Western nations warned their citizens yesterday to immediately leave the surrounds of Kabul airport because of a terror threat even as people continued to chase a dwindling number of evacuation flights.
Nearly 90,000 Afghans and foreigners have fled via the US-led airlift since the Islamist Taliban movement took control of the country on August 15.
Huge crowds continued to throng the airport, their bid for a way out of Taliban rule becoming increasingly desperate ahead of the August 31 deadline set by US President Joe Biden to wrap up evacuations.
Biden has not budged on the deadline even as some nations warned they would be forced to leave at-risk Afghans behind – citing an “acute” terrorist threat from the regional chapter of the Islamic State group.
America and its allies raised the alarm further yesterday.
Australia’s Department of Foreign Affairs said there was a “very high threat of a terrorist attack. If you’re in the area of the airport move to a safe location and await further advice.”
London advised: “If you can leave Afghanistan safely by other means you should do so immediately.”

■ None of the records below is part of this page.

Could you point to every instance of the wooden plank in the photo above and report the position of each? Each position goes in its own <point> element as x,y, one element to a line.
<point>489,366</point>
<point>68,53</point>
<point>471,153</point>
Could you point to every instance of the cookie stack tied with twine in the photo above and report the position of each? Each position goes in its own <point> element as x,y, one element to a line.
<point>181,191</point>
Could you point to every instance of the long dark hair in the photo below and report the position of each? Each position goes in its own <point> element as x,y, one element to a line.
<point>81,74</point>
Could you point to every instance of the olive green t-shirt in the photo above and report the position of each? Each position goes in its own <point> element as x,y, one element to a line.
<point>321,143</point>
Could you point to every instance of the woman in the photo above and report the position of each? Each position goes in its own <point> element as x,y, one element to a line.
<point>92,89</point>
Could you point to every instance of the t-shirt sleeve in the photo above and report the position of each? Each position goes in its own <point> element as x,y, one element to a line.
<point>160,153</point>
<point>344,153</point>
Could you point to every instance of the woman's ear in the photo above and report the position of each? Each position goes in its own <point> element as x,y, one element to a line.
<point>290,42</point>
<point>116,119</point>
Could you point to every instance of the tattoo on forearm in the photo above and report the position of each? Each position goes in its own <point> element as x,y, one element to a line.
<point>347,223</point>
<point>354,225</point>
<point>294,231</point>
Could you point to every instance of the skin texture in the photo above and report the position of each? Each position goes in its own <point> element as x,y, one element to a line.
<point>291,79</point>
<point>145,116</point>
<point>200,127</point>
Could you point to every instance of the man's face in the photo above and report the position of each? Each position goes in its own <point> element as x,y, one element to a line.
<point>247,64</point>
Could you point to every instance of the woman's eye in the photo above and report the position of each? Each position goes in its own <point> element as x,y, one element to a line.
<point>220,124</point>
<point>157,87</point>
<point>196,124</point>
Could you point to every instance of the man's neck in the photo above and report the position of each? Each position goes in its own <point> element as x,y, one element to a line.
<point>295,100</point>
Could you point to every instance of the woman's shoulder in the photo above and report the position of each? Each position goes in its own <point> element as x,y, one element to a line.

And Belgium prime minister Alexander De Croo pointed to suicide bombers.
Recent years have seen Islamic State terrorists massacre civilians at mosques, shrines, public squares and even in hospitals in Pakistan as well as Afghanistan.
While the Taliban and Islamic State are both hard-line Sunni Islamist militants, they oppose each other.
The Taliban promise a softer brand of rule from their first stint, which ended in 2001 when the United States invaded because they gave sanctuary to al-Qaeda.